Over the last two decades, Diffusion-Weighted Magnetic Resonance Imaging (DW-MRI) has been developed as a powerful MR imaging modality that allows estimating non-invasively the microscopic structure of biological tissues by exploiting the natural motion of water molecules undergoing thermal agitation, i.e., Brownian motion. Today, this advanced MRI modality has been widely used in research to study brain organization, i.e., brain connectivity and the brain tissue microstructure.
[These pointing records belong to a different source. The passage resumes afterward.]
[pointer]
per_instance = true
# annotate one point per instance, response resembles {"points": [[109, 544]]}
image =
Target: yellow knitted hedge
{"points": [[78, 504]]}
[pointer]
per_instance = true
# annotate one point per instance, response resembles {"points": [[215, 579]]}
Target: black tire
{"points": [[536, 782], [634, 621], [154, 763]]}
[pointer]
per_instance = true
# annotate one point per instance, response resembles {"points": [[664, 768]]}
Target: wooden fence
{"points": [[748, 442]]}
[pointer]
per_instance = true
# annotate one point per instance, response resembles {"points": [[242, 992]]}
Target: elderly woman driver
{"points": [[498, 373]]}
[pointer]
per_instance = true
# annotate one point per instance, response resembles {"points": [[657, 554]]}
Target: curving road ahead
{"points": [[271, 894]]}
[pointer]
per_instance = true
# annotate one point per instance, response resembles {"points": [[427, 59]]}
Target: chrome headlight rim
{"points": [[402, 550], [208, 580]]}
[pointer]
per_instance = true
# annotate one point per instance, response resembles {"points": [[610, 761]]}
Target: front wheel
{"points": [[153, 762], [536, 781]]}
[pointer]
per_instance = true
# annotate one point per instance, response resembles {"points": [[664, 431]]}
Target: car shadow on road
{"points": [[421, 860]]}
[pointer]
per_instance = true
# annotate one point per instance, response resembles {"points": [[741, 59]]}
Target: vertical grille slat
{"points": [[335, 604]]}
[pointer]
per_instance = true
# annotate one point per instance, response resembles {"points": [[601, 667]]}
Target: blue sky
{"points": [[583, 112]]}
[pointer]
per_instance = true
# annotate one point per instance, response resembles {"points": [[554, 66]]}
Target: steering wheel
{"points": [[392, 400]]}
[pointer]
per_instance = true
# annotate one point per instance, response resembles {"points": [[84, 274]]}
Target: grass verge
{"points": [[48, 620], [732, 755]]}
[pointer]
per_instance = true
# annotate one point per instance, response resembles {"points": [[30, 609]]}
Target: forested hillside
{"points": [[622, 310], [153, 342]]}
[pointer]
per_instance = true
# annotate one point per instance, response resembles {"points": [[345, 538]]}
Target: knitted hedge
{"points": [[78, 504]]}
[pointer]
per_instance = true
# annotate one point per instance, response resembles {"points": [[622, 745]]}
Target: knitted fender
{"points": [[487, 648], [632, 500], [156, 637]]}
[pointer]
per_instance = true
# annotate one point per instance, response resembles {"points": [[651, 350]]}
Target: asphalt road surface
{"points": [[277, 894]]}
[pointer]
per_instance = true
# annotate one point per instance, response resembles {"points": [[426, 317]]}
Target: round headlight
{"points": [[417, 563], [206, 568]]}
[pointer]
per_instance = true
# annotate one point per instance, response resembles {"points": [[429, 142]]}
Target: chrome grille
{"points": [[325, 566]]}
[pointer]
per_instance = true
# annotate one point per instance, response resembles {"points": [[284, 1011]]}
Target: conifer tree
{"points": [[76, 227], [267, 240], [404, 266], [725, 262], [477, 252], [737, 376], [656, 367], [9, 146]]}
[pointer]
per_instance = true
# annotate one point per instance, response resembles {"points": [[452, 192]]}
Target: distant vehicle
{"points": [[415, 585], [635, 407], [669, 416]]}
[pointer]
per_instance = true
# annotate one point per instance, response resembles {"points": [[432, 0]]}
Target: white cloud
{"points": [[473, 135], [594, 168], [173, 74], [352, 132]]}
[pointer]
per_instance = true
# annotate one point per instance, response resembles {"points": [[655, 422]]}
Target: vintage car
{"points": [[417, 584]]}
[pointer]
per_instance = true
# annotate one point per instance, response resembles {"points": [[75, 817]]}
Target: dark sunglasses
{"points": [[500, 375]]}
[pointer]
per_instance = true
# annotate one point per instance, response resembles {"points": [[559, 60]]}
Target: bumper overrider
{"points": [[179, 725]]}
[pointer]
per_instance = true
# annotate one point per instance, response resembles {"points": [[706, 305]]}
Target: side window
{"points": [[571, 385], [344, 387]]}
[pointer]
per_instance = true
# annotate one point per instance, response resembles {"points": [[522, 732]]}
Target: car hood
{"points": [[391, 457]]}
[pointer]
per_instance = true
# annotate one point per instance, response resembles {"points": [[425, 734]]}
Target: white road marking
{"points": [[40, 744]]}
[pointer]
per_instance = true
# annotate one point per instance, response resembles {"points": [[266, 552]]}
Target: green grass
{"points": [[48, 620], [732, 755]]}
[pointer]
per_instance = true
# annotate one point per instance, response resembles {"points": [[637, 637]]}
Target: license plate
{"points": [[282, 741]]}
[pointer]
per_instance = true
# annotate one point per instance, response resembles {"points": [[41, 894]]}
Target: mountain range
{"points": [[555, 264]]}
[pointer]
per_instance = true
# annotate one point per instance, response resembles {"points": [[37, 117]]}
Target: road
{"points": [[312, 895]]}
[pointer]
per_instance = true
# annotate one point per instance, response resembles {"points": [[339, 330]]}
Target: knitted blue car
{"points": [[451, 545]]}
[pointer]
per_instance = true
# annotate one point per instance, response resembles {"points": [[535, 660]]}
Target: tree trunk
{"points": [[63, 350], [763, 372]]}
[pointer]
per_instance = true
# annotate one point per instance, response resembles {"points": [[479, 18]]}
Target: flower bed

This project aims to tackle current microstructure imaging limitations and extend this work to validate state-of-the-art methods. The current approaches rely on analytical models of the microstructure-MR signal relationship. They use simplifying assumptions about the tissue microstructure geometry and physical properties to keep this relationship tractable. In this project, we will tackle those limitations by developing an entirely new simulation-based framework. We will start with the microscopic geometrical and physical modeling of the white matter to create detailed and realistic synthetic substrates. Then, we will use and extend our numerical simulator to obtain DW-MRI signals corresponding to the generated synthetic substrates for selected DW-MRI acquisition protocols. Next, since we know the ground truth microstructure properties of the numerical substrates, we will study microstructure parameters estimation from the simulated DW-MRI signal using models and simulated-assisted machine learning. Afterward, it will be possible to assess the specificity and the sensitivity of the existing and newly developed methods for a specific MR sequence. Our methods will be optimized through iterations of this multi-step approach: 1) synthetic tissue generation 2) parameter estimation and sensitivity analysis, 3) MR sequence parameter optimization and simulation, and 4) validation and applications on real-tissues.
This project aims to enhance the Monte-Carlo simulations existing in the literature. We aim to evaluate the specificity and sensitivity of feature estimation from White Matter models used to study tissue composition and integrity. To do so, we are performing analyses of substrates that will have axon-line features. Moreover, by the end of this thesis, we will provide novel methods and tools helpful in assessing and validating microstructure imaging technics.
Keywords: medical imaging, microstructure imaging, diffusion MRI, inverse problems, brain imaging, white matter, Monte Carlo simulations, realistic substrates.